Don offers to hide Kay out in a deserted mountain cabin whose owners aren’t going to return for months, but the very night he installs her in the cabin and promises to be back in the morning with food, Steve shows up. He explains that he didn’t flee the state after all, but he’s going to stay there and carefully conceal himself from Don in hopes of waiting Don and the cops out and then taking Kay with him, by force if necessary. Don spends most of his time in an observation tower with his comic-relief sidekick Willie Dinsmire (Eddie Quillan), who’s knitting a sweater for his wife, who’s still in the Army on a tank crew in North Africa (at least that’s what I think the writing committee said). Only Don figures out what’s going on when he finds cork-tipped cigarette butts outside the cabin – Kay smokes, of course (almost no adult in a 1944 movie doesn’t smoke!), but not ones with cork tips – and notices that Kay’s going through the food he brings her so fast it seems like she has two people there. Where I assumed this was going was that there’d be another forest fire that would take out the inconvenient Steve and leave our two original lovebirds to get back together, especially since Don narrates a long Native legend about lightning in the area symbolizing someone’s imminent death. Instead, the deus ex machina that brings Don and Kay back together is three cases of dynamite (labeled “Hercules” brand, yet another contradictory clue as to this film’s geography, since as Charles pointed out that was the name of a California-based explosives company and also the name of the company town they set up for their workers). They’re in the back of Don’s Forest Service station wagon and it’s not clear what he’s using them for – though the obvious guess was to create firebreaks in case another wildfire starts and give the Forest Service people a chance to contain the blaze.

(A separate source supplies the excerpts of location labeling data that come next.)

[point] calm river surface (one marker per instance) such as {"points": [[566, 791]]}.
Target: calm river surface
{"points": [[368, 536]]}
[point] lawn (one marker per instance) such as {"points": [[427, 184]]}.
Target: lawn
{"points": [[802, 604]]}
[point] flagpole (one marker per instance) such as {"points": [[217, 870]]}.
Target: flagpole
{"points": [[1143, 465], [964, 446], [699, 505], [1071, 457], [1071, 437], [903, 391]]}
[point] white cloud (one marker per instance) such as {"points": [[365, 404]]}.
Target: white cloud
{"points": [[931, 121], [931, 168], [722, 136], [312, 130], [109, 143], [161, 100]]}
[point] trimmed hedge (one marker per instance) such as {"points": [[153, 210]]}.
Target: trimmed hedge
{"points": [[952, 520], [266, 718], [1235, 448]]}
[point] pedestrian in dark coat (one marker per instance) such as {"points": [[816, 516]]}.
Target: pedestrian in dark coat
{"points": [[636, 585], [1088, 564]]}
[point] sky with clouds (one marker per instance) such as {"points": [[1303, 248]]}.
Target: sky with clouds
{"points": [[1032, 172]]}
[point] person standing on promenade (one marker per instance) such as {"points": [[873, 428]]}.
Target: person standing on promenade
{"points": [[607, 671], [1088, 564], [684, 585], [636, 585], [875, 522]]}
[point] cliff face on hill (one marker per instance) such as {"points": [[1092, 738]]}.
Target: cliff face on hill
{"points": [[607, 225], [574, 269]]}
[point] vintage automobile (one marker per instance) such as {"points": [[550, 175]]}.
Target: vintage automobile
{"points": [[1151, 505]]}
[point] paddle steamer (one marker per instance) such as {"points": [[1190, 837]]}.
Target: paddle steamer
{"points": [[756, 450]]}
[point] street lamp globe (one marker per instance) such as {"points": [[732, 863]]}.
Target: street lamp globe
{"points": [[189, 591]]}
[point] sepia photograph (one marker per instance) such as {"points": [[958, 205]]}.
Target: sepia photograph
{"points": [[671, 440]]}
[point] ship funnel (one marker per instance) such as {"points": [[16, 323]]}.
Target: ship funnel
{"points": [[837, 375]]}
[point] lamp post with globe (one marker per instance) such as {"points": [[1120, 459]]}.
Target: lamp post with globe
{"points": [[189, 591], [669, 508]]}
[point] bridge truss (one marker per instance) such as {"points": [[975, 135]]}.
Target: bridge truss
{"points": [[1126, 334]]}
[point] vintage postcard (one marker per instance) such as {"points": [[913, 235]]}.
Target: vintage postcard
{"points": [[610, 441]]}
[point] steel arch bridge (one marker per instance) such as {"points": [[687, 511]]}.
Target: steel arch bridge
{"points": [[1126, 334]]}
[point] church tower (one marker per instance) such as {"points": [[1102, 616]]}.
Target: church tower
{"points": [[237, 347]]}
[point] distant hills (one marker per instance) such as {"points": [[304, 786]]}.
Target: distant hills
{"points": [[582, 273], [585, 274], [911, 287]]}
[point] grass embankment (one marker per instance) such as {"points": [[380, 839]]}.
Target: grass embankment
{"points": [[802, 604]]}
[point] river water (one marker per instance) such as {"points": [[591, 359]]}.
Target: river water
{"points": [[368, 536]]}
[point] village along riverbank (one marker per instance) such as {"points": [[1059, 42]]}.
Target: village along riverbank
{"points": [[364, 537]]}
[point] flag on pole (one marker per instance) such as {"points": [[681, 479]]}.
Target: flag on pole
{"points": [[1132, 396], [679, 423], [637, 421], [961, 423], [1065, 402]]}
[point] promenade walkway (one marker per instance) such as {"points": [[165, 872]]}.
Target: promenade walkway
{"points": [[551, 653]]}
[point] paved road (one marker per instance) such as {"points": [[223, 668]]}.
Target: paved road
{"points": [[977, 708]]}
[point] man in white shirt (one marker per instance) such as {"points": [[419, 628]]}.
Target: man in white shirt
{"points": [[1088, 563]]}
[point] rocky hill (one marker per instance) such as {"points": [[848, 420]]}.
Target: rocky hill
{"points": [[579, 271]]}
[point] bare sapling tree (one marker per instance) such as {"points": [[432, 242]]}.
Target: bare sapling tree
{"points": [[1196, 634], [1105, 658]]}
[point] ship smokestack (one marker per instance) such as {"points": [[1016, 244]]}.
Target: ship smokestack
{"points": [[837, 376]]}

Steve kidnaps Kay, steals the Forest Service wagon containing the dynamite, and forces her to come with him; Don and Willie give chase, and Willie’s dog leaps into the back of Steve’s van and attacks him when he’s trying to drive. Ultimately the dog leaps out of the car, Kay is thrown from it, and just then Steve loses control and crashes into a tree, exploding the dynamite. Don and Kay get back together again, and of course there’s no longer any impediment to them marrying now that Kay’s a widow. Dark Mountain was listed on YouTube as a film noir, which it isn’t either thematically or visually: the good guys are 100 percent good, the bad guys 100 percent bad, there’s no femme fatale to lure the innocent hero into destruction or disgrace, and most of it takes place either outdoors or in non-shadowy, well-lit interiors. It’s also quite entertaining even though it’s one of those movies where you pretty much know everything that’s going to happen at least a reel or two before it does, and for a 1944 “B” it’s reasonably well acted. Robert Lowery is properly self-righteous as the hero, and there were times I was tempted to joke, “If I were Batman I could deal with this!” But his co-stars are quite good, actually: Ellen Drew is excellent at registering shock at discovering her husband’s real nature, and Regis Toomey’s transformation from nice guy to hardened criminal is effective even though, given a running time of less than an hour, it happens too quickly to be believable. Though it suffers from a lack of ambiguity, and a 90-minute running time could have given Berke and the writers more of a chance to develop the characters’ conflicts, both external and internal, more than they did, Dark Mountain still works surprisingly well on its own terms – and you’ll never believe what happens to that sweater Willie the comic-relief sidekick has spent the entire movie knitting for his wife, whom we never see!